趙夕看不過去便去搶,被撲麵而來的又一陣箭雨阻擋住,分身無瑕,隻好奮力為他擋住源源不斷的箭,眼角瞥到他愈發蒼白的臉,心中暗自著急,一個不慎被一支箭射中左臂,背上的傷和左臂上的箭傷叫她再也顧不得多想。全心全意的對付著箭陣。

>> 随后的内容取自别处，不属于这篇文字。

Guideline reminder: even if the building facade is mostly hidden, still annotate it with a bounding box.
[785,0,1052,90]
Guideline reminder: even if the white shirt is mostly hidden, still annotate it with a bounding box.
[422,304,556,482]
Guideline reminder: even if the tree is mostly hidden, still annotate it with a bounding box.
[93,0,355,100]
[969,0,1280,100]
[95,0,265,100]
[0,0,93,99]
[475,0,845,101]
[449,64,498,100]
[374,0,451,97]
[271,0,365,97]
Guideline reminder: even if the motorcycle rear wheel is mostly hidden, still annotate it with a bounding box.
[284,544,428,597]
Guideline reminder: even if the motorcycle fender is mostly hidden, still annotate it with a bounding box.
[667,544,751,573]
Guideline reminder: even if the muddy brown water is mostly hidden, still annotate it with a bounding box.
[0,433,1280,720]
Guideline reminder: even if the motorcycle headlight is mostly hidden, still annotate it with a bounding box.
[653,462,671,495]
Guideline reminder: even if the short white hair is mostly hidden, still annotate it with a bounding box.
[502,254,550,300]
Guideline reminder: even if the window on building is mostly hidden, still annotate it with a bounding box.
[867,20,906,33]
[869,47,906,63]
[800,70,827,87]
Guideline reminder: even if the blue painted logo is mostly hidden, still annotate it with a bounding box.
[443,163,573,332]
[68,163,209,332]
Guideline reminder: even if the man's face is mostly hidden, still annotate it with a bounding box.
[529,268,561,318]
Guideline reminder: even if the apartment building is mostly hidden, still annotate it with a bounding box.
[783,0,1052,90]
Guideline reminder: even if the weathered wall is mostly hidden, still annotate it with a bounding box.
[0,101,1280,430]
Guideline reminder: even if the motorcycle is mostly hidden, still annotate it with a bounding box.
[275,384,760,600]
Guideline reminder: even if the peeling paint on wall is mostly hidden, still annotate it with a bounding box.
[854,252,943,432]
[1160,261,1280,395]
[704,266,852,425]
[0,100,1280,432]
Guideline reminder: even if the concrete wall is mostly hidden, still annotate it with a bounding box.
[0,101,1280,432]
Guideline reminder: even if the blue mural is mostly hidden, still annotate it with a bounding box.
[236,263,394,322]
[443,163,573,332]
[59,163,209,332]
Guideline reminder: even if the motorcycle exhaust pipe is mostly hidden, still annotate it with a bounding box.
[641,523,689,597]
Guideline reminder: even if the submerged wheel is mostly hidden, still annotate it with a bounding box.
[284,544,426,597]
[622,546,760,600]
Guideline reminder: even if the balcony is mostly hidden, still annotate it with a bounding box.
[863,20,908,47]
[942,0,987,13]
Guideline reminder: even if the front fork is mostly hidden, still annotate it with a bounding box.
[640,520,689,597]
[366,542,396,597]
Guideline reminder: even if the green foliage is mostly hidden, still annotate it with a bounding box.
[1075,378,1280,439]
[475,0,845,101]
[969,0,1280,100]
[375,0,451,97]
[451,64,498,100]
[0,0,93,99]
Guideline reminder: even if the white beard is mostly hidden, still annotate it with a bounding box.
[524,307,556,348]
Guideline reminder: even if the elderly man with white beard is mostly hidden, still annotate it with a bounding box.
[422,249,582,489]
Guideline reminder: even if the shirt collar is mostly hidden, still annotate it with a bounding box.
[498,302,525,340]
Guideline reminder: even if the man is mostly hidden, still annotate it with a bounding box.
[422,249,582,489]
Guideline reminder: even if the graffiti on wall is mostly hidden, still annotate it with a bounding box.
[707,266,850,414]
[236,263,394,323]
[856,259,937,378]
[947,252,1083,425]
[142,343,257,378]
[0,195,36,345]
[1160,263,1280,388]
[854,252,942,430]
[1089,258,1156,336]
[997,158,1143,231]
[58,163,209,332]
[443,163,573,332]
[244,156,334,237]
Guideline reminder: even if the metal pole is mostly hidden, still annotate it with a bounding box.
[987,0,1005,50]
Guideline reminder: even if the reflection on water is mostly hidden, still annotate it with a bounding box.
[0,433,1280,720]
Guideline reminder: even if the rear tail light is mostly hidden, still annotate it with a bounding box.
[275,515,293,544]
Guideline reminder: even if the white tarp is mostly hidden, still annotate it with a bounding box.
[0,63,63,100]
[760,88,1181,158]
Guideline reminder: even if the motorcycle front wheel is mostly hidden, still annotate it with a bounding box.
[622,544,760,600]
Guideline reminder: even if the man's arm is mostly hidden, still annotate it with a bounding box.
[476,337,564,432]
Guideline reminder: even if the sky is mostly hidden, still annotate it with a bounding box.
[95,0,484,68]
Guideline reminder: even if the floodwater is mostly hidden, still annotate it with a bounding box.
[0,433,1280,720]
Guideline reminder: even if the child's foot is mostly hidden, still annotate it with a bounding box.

趙夕回頭看了一眼已經是汗濕襟衣的英,見到洞已容得下兩個人後,她棲身而近,卻意外的發現地板的下麵竟然是一個夾層,顧不得想為什麼就被英一拉而下。待到鑽如洞中後,她頗為疑問的眼神看著趙英。

喘息甫定,一抹苦笑躍然而上,趙英艱難地解釋道:

“那是小時候貪玩,總是想出去看看外麵的大千世界,就自己偷偷的挖的,誰會想到,今日,竟會是一條救命的路。”

趙夕小心翼翼的攙扶起體力透支的英。艱難的站了起來。

背上的傷似乎火燒一般的疼痛,剛剛的一瞥,背上的暗器呈現出藍色,應該是有毒吧,手臂上的傷,還有已經體力嚴重透支的英,要從這裏出去,不知道自己還能不能撐得住,但是她無論如何都要做到,因為她知道在雲歸亭中還有許許多多的人正翹首以待他們的歸來。他們冒死要救出的英,甚至不惜以身喂劍,她又有何麵目不把活生生的他交給他們呢?憑著一股氣支撐的她強製自己慢慢集中起渙散的神智,忍住背上撕裂般的疼痛,咬緊牙關,小心的攙扶著英一步一步前行。